In einem Entschließungsantrag forderte die NEOS zudem von der Regierung eine Reform der Unterhaltssicherung (2257/A(E)). Um Kinderarmut zu beseitigen, müssten die rechtlichen Lücken geschlossen werden, da es vor allem Alleinerzieher:innen betreffe, so NEOS-Mandatar Michael Bernhard. Der Antrag wurde vertagt. Gudrun Kugler (ÖVP) stimmte zu, „wir sind in intensiven Bemühungen, dass wir die Reform noch in dieser Legislaturperiode fertig bringen“.
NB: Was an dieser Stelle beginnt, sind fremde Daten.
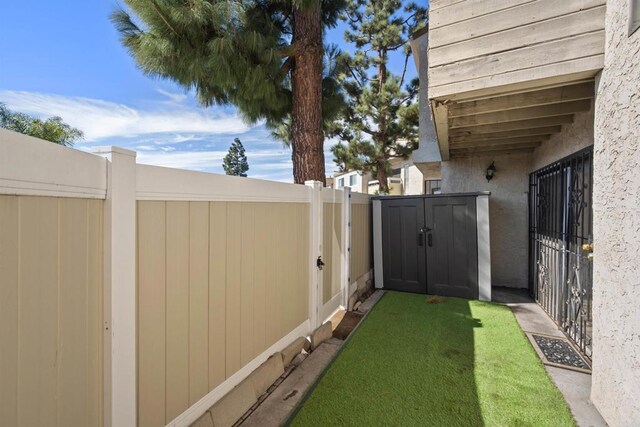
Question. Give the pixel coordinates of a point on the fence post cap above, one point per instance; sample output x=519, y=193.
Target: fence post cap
x=109, y=149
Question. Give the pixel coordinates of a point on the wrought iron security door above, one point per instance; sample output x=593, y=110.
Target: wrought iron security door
x=560, y=243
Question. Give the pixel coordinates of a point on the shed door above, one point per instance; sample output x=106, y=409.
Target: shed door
x=404, y=245
x=451, y=246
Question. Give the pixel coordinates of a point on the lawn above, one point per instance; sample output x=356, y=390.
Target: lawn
x=452, y=363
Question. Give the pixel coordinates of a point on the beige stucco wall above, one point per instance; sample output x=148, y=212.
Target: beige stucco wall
x=218, y=284
x=573, y=138
x=51, y=311
x=508, y=208
x=616, y=293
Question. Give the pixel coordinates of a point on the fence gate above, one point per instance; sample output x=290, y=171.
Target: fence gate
x=560, y=239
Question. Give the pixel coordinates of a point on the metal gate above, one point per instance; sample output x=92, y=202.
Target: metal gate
x=560, y=243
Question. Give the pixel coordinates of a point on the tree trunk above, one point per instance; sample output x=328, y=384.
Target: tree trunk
x=306, y=113
x=381, y=176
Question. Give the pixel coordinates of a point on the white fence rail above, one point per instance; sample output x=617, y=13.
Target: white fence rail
x=195, y=279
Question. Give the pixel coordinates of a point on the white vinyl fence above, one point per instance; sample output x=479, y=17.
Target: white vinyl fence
x=140, y=295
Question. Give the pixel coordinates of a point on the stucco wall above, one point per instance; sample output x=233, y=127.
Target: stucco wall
x=412, y=177
x=574, y=137
x=616, y=294
x=508, y=209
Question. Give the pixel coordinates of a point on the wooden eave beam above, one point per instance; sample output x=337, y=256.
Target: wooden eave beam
x=469, y=137
x=555, y=95
x=501, y=143
x=515, y=125
x=497, y=152
x=519, y=114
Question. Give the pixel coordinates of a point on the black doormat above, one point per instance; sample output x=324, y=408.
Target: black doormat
x=555, y=351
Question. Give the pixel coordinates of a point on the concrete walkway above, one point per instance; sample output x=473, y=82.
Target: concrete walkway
x=575, y=386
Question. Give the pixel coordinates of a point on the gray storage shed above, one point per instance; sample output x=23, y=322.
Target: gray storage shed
x=433, y=244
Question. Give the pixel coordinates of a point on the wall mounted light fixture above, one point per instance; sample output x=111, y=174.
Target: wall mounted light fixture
x=491, y=170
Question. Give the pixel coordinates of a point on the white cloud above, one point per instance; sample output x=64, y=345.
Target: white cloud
x=177, y=98
x=103, y=119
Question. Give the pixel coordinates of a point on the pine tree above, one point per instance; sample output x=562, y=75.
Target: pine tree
x=235, y=162
x=263, y=56
x=380, y=121
x=53, y=129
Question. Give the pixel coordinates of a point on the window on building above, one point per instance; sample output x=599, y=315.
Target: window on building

ZWEITES VERPFLICHTENDES KINDERGARTENJAHR HAT KEINE PRIORITÄT

Betreffend Kinderbetreuung fragte NEOS-Abgeordneter Bernhard nach dem zweiten verpflichtenden Kindergartenjahr, das von der Koalition in der Vergangenheit angekündigt worden sei. Raab: „Mittlerweile sind fast 97 % der Vierjährigen im Kindergarten. Wir setzen das Investment in den Bereich, wo wir erst bei 32 % sind – bei den Zweijährigen.“ Man versuche zum jetzigen Zeitpunkt bei Unter-Dreijährigen „in die Fläche zu kommen“, da der Bedarf hier „so steigend ist“. Für sie ist die Idee aber nach wie vor „interessant“. Sie verwies auch hier auf die 500 Mio. € jährlich, die über den Zukunftsfonds für den Ausbau zur Verfügung gestellt würden. Eva Maria Holzleitner (SPÖ) entgegnete, dass die Sozialpartner hier 1 Mrd. € als zielführend gesehen hätten. Und fragte danach, wie man Abgangsgemeinden beim Ausbau der Kinderbetreuung unterstütze, da diese oft wegen fehlender finanziellen Mittel scheitern würden. Die Ministerin führte aus, dass man die 4,5 Mrd. € bis 2030 nicht daran geknüpft habe, ob eine Gemeinde wachse oder nicht, sie sei überzeugt, dass eine gut ausgebaute Betreuung zu Standortvorteil führe und daher auch vor Abgang schütze. Man unterstütze auch gemeindeübergreifende Projekte. „Es ist notwendig, dass es hier Transfers von Kindern zwischen den Gemeinden gibt“, so Raab.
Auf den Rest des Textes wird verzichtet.